A 5-step framework for solving the biggest hiring problem you've faced. One step per tweet in a short thread.
Why most hiring managers are wrong about a specific aspect of hiring. Defend with specifics.
A specific tool / process / habit that 10x'd your hiring results. Name the tool, show the specifics.
The hardest decision you made about hiring in the past year. What you chose + why + how it turned out.
An open question about hiring you don't have a great answer for. Lean into the uncertainty publicly.
The 3 books / podcasts / courses that shaped how you think about hiring. Why each matters.
A specific failure in hiring that taught you more than any success. Detailed retrospective.
The contrarian belief you hold about hiring that most peers disagree with — and the evidence behind it.
A behind-the-scenes look at how you actually work on hiring. Show the workflow, not the highlights.
An ROI calculation showing the dollar impact of a specific hiring decision. Show the math.
A specific question to ask before investing time/money in hiring. The question most hiring managers skip.
Why a popular hiring approach you used to follow no longer works. What you do instead.
The metric you obsess over in hiring that nobody else watches. Why it matters.
An anonymous case study: someone you know who got hiring right (or wrong). The transferable lesson.
The earliest signal that something is going wrong with hiring — before the obvious metrics turn red.
A 2-line framework for making faster hiring decisions when stuck. What to ask, what to skip.
Why hiring expertise compounds — and the specific habits that build that compounding.

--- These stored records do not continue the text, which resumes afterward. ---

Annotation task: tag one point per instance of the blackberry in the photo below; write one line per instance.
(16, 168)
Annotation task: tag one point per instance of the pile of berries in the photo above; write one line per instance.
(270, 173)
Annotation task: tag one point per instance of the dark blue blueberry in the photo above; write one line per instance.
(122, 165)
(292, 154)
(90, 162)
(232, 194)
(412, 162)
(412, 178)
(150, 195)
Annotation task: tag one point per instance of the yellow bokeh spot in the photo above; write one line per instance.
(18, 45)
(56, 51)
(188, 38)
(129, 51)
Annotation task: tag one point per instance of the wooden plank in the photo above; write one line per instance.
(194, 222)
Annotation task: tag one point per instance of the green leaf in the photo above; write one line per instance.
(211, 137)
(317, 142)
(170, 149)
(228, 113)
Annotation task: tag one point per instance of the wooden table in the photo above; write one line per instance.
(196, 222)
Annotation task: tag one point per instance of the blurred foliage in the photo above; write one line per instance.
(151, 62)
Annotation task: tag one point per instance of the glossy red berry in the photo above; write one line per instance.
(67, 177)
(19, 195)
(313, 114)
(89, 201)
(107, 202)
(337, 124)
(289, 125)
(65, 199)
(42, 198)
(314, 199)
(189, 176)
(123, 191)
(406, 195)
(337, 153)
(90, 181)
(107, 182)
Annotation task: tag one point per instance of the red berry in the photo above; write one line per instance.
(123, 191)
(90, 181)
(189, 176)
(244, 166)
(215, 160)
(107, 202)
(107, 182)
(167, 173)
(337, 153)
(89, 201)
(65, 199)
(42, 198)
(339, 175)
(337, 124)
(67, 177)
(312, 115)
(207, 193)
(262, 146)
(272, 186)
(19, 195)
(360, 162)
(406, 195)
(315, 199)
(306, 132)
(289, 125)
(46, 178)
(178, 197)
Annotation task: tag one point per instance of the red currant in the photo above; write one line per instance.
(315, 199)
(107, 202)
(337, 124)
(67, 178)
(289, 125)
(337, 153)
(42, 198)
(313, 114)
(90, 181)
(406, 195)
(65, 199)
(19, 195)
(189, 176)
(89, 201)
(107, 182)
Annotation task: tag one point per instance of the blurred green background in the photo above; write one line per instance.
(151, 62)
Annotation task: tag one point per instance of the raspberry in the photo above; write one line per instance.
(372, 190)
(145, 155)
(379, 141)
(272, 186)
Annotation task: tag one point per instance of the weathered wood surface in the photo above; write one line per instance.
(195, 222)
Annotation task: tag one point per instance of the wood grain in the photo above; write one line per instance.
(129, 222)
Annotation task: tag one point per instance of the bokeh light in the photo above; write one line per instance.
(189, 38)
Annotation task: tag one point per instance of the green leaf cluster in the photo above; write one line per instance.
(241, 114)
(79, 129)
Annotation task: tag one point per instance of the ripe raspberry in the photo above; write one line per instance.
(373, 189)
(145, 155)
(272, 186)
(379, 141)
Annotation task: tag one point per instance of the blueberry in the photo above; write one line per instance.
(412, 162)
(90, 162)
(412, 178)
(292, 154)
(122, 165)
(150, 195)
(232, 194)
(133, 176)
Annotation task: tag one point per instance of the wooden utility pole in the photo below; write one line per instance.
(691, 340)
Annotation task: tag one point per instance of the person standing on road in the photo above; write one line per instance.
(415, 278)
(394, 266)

The first sign you've outgrown the standard hiring playbook. What changes when you have.
The single best piece of hiring advice you ever received — and the worst.

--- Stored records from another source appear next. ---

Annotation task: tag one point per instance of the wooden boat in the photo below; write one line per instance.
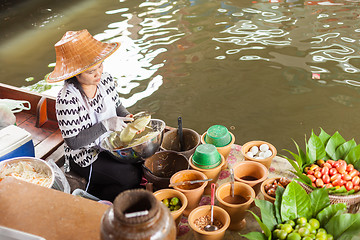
(40, 121)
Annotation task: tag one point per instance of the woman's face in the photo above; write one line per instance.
(91, 76)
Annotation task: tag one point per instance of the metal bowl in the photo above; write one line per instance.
(38, 164)
(142, 150)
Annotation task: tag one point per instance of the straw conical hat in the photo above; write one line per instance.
(76, 52)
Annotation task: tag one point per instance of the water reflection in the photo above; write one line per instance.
(211, 62)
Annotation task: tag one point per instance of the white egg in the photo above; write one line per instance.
(254, 149)
(264, 147)
(268, 153)
(250, 154)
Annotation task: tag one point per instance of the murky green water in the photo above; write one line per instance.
(268, 70)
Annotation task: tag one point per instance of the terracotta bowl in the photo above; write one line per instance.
(171, 141)
(161, 166)
(194, 193)
(266, 161)
(251, 173)
(219, 214)
(170, 193)
(212, 173)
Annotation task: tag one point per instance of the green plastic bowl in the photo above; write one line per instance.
(206, 156)
(218, 136)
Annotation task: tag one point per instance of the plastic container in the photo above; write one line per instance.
(15, 142)
(206, 156)
(218, 135)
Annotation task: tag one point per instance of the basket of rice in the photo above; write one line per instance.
(29, 169)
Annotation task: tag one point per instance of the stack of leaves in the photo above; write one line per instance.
(294, 203)
(324, 147)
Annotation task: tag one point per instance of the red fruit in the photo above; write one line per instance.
(312, 178)
(335, 177)
(356, 180)
(332, 171)
(353, 173)
(326, 179)
(328, 165)
(341, 168)
(349, 167)
(325, 171)
(331, 162)
(337, 182)
(319, 183)
(346, 177)
(329, 185)
(317, 174)
(310, 172)
(349, 185)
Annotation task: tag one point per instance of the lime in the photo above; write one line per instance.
(293, 236)
(291, 222)
(166, 202)
(329, 237)
(287, 228)
(303, 231)
(174, 201)
(315, 224)
(301, 221)
(282, 235)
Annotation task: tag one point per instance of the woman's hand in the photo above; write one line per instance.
(116, 123)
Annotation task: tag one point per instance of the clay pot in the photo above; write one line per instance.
(225, 150)
(170, 193)
(251, 173)
(212, 173)
(219, 214)
(236, 210)
(266, 161)
(162, 166)
(152, 220)
(171, 141)
(192, 192)
(267, 197)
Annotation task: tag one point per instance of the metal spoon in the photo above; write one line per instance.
(211, 227)
(232, 180)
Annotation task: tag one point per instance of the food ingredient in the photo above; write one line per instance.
(261, 152)
(270, 188)
(298, 215)
(25, 171)
(173, 203)
(203, 221)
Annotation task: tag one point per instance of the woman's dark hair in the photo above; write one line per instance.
(76, 83)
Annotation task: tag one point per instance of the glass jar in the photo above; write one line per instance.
(137, 215)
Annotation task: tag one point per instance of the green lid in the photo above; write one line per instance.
(206, 156)
(218, 135)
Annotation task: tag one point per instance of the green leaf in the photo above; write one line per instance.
(344, 149)
(295, 202)
(353, 156)
(255, 236)
(277, 204)
(340, 226)
(315, 148)
(319, 200)
(266, 230)
(267, 213)
(324, 137)
(334, 142)
(324, 215)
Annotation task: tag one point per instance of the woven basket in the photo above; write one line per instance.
(351, 201)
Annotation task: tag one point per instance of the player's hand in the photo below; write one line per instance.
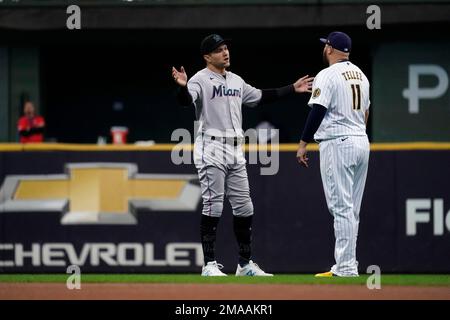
(301, 154)
(180, 77)
(304, 84)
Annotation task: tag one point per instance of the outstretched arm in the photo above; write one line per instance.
(180, 77)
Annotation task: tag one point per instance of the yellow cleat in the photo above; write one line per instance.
(327, 274)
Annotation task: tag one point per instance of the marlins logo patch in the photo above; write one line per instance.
(316, 93)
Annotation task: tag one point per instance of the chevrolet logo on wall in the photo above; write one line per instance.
(99, 193)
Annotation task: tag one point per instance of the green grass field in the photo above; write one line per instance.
(398, 279)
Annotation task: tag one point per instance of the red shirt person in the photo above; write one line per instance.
(30, 126)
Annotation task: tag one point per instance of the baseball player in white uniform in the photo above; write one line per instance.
(218, 96)
(340, 109)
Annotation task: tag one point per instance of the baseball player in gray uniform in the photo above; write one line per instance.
(218, 96)
(340, 109)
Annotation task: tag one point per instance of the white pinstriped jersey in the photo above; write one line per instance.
(218, 101)
(343, 89)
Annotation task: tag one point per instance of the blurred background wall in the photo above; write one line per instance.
(115, 69)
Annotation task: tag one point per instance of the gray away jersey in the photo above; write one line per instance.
(343, 89)
(218, 101)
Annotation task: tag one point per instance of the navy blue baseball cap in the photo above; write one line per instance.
(339, 41)
(211, 42)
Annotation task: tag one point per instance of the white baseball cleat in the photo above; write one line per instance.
(252, 270)
(212, 269)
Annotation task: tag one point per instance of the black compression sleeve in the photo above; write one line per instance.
(271, 95)
(313, 122)
(183, 96)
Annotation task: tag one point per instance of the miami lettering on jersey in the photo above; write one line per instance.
(220, 91)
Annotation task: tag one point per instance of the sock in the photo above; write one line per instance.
(243, 232)
(208, 230)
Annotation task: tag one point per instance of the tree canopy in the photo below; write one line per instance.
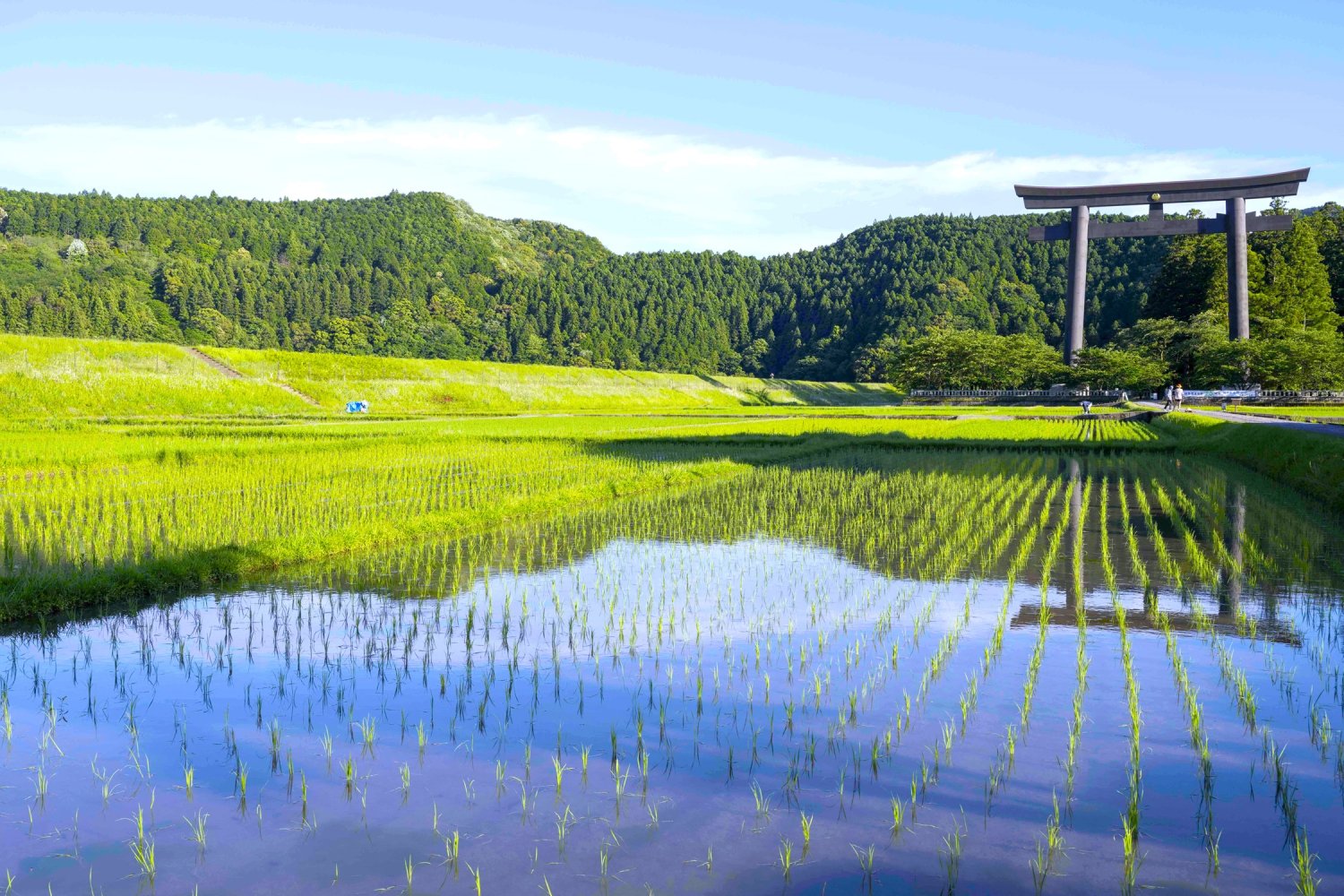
(424, 276)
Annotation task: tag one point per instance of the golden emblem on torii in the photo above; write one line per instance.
(1236, 223)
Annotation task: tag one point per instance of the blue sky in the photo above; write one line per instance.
(757, 126)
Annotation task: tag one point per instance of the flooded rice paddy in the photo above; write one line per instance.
(889, 672)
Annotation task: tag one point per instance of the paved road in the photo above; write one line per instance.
(1327, 429)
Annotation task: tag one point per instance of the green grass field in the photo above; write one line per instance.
(142, 469)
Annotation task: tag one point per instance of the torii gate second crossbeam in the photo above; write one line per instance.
(1236, 223)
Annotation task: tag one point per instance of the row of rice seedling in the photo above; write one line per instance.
(777, 672)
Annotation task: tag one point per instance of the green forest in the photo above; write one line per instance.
(930, 300)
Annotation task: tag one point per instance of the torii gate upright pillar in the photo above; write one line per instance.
(1077, 306)
(1238, 281)
(1236, 223)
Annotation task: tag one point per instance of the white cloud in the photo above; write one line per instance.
(633, 191)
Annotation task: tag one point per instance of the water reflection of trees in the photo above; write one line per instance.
(925, 514)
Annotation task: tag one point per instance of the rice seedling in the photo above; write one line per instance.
(787, 858)
(1304, 871)
(198, 829)
(804, 653)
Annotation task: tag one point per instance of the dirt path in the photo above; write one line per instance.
(1304, 426)
(234, 375)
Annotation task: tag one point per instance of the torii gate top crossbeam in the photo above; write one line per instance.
(1171, 191)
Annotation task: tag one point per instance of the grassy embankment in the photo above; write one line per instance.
(96, 509)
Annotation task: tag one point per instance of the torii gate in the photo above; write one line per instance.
(1236, 223)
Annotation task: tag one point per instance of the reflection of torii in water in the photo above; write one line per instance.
(1230, 587)
(1075, 516)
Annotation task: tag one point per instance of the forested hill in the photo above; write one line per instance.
(421, 274)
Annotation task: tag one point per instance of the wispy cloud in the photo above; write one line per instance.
(633, 191)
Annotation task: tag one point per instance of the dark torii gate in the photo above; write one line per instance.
(1236, 223)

A common hiring myth, debunked with a specific counter-example you've personally seen.
Three patterns that consistently predict success in hiring. The pattern, the example, the why.

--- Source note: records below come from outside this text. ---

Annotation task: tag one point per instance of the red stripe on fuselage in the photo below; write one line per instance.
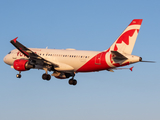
(92, 64)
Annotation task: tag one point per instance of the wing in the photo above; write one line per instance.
(34, 58)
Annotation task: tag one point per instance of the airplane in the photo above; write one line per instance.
(65, 63)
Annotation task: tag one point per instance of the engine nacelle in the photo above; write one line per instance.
(61, 75)
(22, 65)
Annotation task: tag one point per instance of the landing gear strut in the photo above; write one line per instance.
(19, 75)
(72, 81)
(46, 77)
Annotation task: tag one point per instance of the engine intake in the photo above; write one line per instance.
(22, 65)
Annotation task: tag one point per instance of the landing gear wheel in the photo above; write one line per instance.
(46, 77)
(18, 75)
(72, 82)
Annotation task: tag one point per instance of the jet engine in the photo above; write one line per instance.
(22, 65)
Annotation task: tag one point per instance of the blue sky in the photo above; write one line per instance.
(83, 25)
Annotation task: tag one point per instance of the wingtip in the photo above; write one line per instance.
(14, 40)
(136, 22)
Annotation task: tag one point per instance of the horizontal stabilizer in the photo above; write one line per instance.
(118, 57)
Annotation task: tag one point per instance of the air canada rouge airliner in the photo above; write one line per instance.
(66, 63)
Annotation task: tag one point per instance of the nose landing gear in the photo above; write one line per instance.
(19, 75)
(72, 81)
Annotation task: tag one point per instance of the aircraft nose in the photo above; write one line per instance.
(6, 59)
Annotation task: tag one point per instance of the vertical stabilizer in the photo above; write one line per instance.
(127, 39)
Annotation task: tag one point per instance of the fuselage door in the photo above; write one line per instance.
(98, 59)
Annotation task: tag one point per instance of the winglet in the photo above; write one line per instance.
(15, 39)
(131, 68)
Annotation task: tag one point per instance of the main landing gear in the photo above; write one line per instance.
(72, 81)
(46, 77)
(19, 75)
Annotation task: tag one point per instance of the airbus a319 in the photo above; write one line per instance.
(66, 63)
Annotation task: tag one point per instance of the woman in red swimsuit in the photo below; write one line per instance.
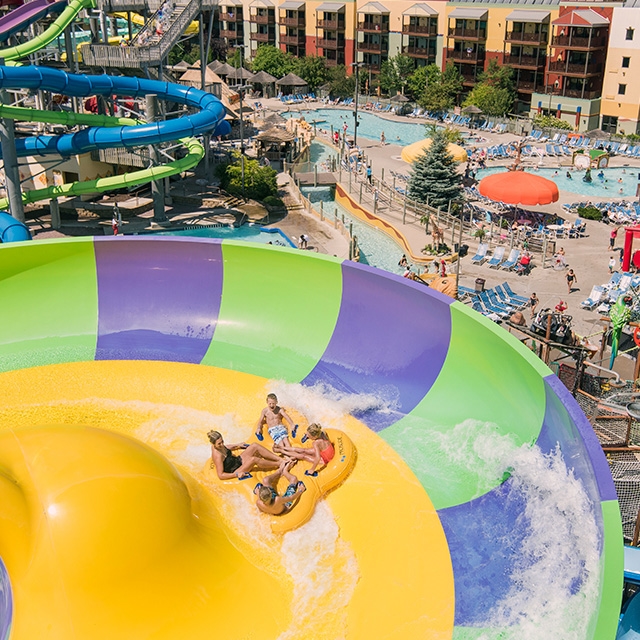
(320, 453)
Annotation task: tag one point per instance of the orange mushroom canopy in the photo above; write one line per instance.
(518, 187)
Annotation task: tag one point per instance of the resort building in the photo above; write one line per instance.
(620, 94)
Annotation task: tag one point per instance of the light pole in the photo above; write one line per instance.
(357, 65)
(240, 88)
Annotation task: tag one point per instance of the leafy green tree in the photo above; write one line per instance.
(313, 70)
(434, 177)
(495, 92)
(273, 60)
(260, 182)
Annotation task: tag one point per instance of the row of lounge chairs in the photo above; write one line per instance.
(497, 259)
(603, 297)
(499, 301)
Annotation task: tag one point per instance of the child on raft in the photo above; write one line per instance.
(269, 501)
(321, 451)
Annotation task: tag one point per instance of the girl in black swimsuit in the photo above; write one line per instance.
(228, 465)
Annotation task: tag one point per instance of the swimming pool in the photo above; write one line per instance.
(248, 232)
(615, 178)
(371, 125)
(376, 248)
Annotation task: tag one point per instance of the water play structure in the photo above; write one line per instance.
(480, 506)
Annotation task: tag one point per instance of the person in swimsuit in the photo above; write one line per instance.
(272, 415)
(269, 501)
(228, 465)
(320, 453)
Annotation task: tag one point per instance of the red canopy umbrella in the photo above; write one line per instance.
(519, 187)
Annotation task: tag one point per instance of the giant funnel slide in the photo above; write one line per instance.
(480, 504)
(110, 132)
(25, 15)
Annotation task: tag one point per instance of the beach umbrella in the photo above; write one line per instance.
(519, 187)
(412, 151)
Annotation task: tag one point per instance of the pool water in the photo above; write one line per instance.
(370, 127)
(606, 187)
(248, 232)
(376, 248)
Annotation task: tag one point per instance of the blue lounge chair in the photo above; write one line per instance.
(496, 258)
(511, 261)
(481, 254)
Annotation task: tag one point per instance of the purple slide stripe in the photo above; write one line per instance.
(390, 341)
(169, 307)
(585, 441)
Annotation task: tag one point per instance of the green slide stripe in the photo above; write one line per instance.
(612, 571)
(278, 332)
(503, 390)
(53, 311)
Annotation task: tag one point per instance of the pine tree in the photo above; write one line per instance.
(434, 178)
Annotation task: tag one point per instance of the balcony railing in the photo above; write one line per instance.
(298, 22)
(371, 26)
(298, 41)
(257, 19)
(419, 52)
(467, 33)
(331, 24)
(231, 34)
(465, 57)
(231, 17)
(329, 43)
(420, 29)
(530, 62)
(575, 42)
(563, 68)
(370, 47)
(529, 38)
(263, 37)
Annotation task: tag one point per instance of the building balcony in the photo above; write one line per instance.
(331, 24)
(466, 58)
(298, 41)
(528, 38)
(231, 34)
(420, 29)
(574, 42)
(263, 37)
(369, 47)
(298, 23)
(576, 70)
(328, 43)
(468, 34)
(256, 19)
(419, 52)
(525, 62)
(373, 27)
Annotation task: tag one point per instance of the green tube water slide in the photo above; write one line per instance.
(20, 51)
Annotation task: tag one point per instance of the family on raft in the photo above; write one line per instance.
(256, 457)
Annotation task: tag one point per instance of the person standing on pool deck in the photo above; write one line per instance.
(273, 415)
(571, 280)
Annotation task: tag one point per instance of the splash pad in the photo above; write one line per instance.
(480, 506)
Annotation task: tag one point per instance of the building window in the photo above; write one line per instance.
(610, 124)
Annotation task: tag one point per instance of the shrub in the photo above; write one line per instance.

A specific number that defines what 'good' looks like in hiring. The number, the source, the context.
What hiring would look like if you started over today knowing what you know now.
An emerging trend in hiring that hiring managers are sleeping on. The data + the implication.
The hardest question hiring managers face about hiring — and how to answer it for yourself.
A controversial-but-defensible take on the future of hiring. Lead with conviction.
A specific hiring habit you started 12 months ago that's compounded. The habit, the time, the result.
What you wish someone had told you about hiring on day one. Direct, specific, no platitudes.
Common questions
Should I share specific candidates' info publicly?+
Never — even positive. The asymmetry is bad: candidates have no control over how they're framed, and your post outlasts the moment. Aggregate patterns + anonymized situations only.
How does hiring content help recruitment?+
Hiring content signals the principles of the org. Strong hiring posts (specific bar, named filters, transparent process) make your company more attractive to high-quality candidates who recognize good principles. The compounding is multi-quarter — content posted today shapes who applies in 6 months.
Should I post about firing as well as hiring?+
Carefully. Firing posts can come across as cold or cruel if mis-framed. The framing that works: 'A pattern we look for that signals we should let someone go early' — abstracted, principled, never about a specific person. Most successful hiring-content accounts post 8-10 hiring posts per 1 firing post.